Zach Snyder’s Watchmen is an interesting idea for a film, but can never get passed how much information it has to relay to its audience. I’ve never read the graphic novel (which I hear is excellent), but I did see this movie with two people who had. Their insight into how faithful the movie was to the book was very helpful in getting me past all of the details I needed to comprehend in the 155 minutes this movie digressed for.

This stylized reworking of the novel was beautifully done. The scenery, the sound, and the characters were all good fits for a film. It’s not a movie for the squeamish; there is one fight scene where enemies visibly break multiple bones, a jail sequence that was beyond gratuitous, and an unbelievably disturbing sequence involving a comedian. But, this is all adapted from its original idea, which I was able to accept. Snyder is a master of violence, as he showed in 2006’s  300, which makes him seem the right choice for direction. As I say that, there is a serious lack of useful dialogue aside from Rorschach’s (Jackie Earle Haley) play-by-play narrative. 

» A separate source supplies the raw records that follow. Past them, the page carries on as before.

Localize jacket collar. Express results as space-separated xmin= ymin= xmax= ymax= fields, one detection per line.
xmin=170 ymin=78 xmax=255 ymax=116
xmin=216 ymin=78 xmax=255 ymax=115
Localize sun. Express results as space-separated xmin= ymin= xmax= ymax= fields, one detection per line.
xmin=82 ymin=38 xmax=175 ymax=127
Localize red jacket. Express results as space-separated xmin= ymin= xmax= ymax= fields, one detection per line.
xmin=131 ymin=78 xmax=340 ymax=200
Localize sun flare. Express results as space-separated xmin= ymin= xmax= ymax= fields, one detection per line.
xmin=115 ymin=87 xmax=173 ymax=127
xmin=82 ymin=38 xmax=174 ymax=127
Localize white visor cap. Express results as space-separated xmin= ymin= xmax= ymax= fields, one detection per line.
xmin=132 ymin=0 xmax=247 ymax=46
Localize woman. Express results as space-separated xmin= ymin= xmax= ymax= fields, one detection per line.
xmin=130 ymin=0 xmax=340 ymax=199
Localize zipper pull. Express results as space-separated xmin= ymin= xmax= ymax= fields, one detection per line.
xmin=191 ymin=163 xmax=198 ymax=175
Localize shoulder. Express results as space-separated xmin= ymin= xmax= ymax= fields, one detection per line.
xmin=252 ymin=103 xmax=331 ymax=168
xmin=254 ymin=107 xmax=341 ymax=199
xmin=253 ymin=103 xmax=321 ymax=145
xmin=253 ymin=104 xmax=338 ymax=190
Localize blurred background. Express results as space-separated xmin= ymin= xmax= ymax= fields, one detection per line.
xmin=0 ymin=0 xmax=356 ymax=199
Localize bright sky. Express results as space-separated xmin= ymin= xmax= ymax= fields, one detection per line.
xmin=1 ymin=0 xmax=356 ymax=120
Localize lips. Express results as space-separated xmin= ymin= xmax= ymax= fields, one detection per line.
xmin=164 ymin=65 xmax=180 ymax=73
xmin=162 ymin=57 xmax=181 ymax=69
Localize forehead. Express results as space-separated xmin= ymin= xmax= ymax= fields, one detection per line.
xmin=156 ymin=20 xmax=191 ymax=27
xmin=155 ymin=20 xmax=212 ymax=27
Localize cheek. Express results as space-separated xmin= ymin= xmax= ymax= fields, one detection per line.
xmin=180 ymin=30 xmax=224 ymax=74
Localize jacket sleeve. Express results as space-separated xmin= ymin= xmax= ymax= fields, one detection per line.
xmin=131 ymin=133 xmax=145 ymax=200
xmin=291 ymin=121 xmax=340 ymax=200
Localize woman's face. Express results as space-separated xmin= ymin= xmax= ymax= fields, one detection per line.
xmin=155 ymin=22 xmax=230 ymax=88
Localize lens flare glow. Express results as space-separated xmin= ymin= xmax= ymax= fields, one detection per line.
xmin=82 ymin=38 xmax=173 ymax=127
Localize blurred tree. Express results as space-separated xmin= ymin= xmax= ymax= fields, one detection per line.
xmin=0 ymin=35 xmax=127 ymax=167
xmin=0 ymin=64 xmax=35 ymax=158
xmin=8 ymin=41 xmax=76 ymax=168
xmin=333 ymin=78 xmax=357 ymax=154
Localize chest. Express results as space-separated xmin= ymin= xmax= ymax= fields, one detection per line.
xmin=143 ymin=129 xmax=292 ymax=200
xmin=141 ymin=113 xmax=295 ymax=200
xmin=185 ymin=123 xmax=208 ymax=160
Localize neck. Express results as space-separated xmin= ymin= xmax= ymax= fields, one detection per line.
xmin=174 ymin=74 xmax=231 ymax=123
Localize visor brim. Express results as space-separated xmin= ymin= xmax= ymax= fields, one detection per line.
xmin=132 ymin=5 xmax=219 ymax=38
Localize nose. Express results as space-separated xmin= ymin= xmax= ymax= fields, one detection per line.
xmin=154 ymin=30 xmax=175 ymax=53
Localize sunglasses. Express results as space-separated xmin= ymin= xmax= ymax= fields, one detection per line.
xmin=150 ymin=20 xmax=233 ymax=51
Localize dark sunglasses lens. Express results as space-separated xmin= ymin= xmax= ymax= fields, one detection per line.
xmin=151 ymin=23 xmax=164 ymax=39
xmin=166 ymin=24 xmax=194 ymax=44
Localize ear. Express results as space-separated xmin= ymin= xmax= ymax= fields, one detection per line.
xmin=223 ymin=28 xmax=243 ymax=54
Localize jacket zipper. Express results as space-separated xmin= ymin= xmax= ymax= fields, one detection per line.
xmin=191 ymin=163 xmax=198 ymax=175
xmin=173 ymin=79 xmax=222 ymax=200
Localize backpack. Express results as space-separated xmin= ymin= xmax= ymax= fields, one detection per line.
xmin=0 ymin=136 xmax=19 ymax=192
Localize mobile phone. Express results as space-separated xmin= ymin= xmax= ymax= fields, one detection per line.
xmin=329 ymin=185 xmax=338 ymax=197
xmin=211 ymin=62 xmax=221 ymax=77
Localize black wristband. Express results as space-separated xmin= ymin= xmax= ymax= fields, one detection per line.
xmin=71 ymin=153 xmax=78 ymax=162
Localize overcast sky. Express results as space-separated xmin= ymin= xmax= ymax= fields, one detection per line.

After doing research prior to seeing this film, it became apparent that this was not a film that was easy to produce. On June 23, 2006, Warner Brothers announced that Snyder would direct this comic book adaptation. On March 6, 2009, Watchmen was released. Directors Terry Gilliam (Brazil, The Brothers Grimm), Paul Greengrass (United 93, Bourne Ultimatum) and Darren Aronofsky (The Wrestler, Requiem For a Dream) have been attached to this film, the graphic novel author Alan Moore has sworn to never see the movie, and the most remarkable statistic, 20th Century Fox bought the rights to the film adaptation in 1986. That’s 23 years ago.

I enjoyed watching this movie as a movie. I haven’t read the graphic novel, and I don’t have any bias against Zach Snyder. It was bloody, sex-filled, vulgar, but expected. A cinematic masterpiece, it was not; it was a fine movie. 

Don’t expect to be enlightened by the desperate attempt to give the plot meaning, because it shouldn’t have meaning. The story is about people who save people, and people who don’t. It’s realism is in the nature that its characters hold. Although, the Watchmen are supposed superheroes, only two of them have actual superpowers. So it seems as if we are supposed to believe them to be brutally violent, but good Samaritans. This is something that you must accept, or else you will not connect with any of the Watchmen. They are all just too grumpy.

Watchmen plays like a disturbing and adult version of Pixar’s The Incredibles, as it’s a story about superheroes that people once counted on, but have since become obsolete. 

I recommend seeing this film, if even just to see how cool the Watchmen really are.